Qualquer modo de ver a realidade é necessariamente limitado. Estas são algumas das histórias que definem o meu olhar.
terça-feira, 3 de março de 2015
O Sr. Meireles
O Sr. Meireles era o chauffeur da minha avó. Pelo menos era assim que lhe chamávamos. Tinha andado ao serviço de uma família amiga e, como já estava velho e não tinha para onde ir, a minha avó deu-lhe guarida num anexo da sua casa. De vez em quando, conduzia o carro do meu falecido avô.
Não tinha reforma e vivia do fabrico de uns pudins Abade de Priscos, com que fornecia alguns restaurantes da zona de Braga. Usava a cozinha exterior, que forrara de formas, bacias, caixas de ovos e baldes de todo o tipo.
A sua suposta actividade de chauffeur, era escassa. Lembro-me de o ver ao volante uma ou duas vezes e até a minha avó tinha de marcar com grande antecedência, porque as horas de entrega dos pudins estavam primeiro.
Tinha um corpo de touro encimado por uma pequena cabeça de abutre careca e luzidia, debruada de longos cabelos, que pintava, com desvelo, de preto azeviche cintilante.
Era um solitário de poucas falas. Às vezes, depois do jantar, aparecia na sala de estar da casa, para ver televisão. Cumprimentava, sentava-se no sofá mais afastado e ali ficava, mudo e quedo, até que sono o fizesse cambalear.
Depois era uma questão de tempo, para se ouvir o Nsstt!
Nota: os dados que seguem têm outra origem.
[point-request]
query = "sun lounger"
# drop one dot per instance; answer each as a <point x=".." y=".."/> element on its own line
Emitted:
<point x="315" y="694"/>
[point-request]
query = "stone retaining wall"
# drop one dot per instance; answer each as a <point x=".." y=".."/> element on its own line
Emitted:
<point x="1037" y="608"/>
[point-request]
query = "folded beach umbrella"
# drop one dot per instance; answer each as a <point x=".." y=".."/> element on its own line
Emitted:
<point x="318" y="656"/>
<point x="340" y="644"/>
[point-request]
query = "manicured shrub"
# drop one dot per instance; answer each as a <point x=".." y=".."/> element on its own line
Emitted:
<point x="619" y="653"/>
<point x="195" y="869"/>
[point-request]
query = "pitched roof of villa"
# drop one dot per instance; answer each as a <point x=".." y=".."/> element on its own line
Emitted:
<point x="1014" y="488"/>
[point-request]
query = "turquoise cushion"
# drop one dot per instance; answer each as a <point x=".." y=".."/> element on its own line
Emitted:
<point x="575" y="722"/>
Nsstt! da minha avó, para que ele desencostasse a cabeça dos naperons que decoravam o cimo dos sofás. E de Nsstt! em Nsstt! o Sr. Meireles vacilava, até às horas de se ir, sem deixar cor nas alvas rendas.
No seu funeral éramos cinco, incluindo o meu irmão mais novo, de sete anos, e um fulano que por lá apareceu, para a missa, e que acabou numa asa do caixão.
Sabíamos que ele não era de amizades, mas sempre pensámos que teria alguma família.
Parece que deixou saudades nos gulosos da região.